According to Jonathan Mills in Love, Covenant & Meaning, the understanding of sexuality as the totality of sexual desires—somehow expressed through each person’s individuality—is an entirely modern concept. It comes from Rousseau’s critique of modernity. Rousseau’s romantic revival turned conversations from rational self-interest back to love and friendship. Venery (i.e. gratification of sexual desires) became central to ideas of love and marriage.

Mills says that we interpret scripture in light of this relatively new “sexuality” concept, instead of interpreting the concept in light of scripture. He is troubled by the “line of wishful thinking that tries to come up with a Christian understanding of ‘human sexuality’ that can function as an enriching add-on to modern neurochemistry and psychotherapy.” The result of this modern idea’s infiltration into church teaching is disastrous, he says, especially for men with homosexual desires.

The constructed Christian idea of sexuality denies those with same-sex longings from entering the covenant of marriage. Mills claims that no culture before our “self-destructing” one thought that marriage was an expression of heterosexuality. Men with desires for venery between men should not be denied marrying the woman they love (note the disambiguation from purely sexual love) and finding fulfilment and belonging in a marriage partnership. Besides, as Mills points out, these men probably make as good (and bad) husbands and fathers as hetero men.

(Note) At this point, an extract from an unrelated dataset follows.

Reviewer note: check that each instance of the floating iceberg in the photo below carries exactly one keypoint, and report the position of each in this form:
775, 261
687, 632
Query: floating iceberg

While Rousseau and the church would say that heterosexual venereal desire is good for a marriage, Mills says that marriage primarily requires the restraint rather than the expression of venereal desires. Mills does not deny that marriage involves venery and procreation, but he asserts that “heterosexualness in a man is much more likely to dissolve his marriage than to bind him to his wife.” Indeed, homo and hetero adulterous desires are problematic—but not one more than the other.

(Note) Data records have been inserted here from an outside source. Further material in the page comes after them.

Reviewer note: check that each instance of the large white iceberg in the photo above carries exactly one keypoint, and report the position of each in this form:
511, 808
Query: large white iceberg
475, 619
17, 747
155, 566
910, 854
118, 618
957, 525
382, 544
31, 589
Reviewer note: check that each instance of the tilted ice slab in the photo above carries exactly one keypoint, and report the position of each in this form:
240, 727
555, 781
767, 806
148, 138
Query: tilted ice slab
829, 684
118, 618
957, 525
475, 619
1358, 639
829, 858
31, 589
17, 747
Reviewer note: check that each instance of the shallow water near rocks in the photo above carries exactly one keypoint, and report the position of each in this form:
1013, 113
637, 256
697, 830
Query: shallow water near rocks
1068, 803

Marriage can’t be based on sexuality when it is in effect a covenant for clampdown on sexuality. Eros, the longing for completion, has been cheapened to refer to only sexual pleasure. Human eros should really be a longing for eternal, rather than temporal, desires. Mills says that marriage should be a partnership for identity and belonging. Identity should not be defined by sexuality.

Mills proposes the eradication of the terms heterosexual and homosexual. He says they are irrelevant to the traditional covenant of marriage. The church’s acceptance of a Rousseauian idea of marriage denies those with same-sex longings the opportunity of finding identity in covenant and
having a family.

As one professor has freely admitted in a discussion on this topic, “Sex gets boring—give a new marriage two years tops.” After that, there’s got to be more holding the partnership together. I’d say Nietzsche’s idea of marriage as a “long conversation” sounds pretty sexy.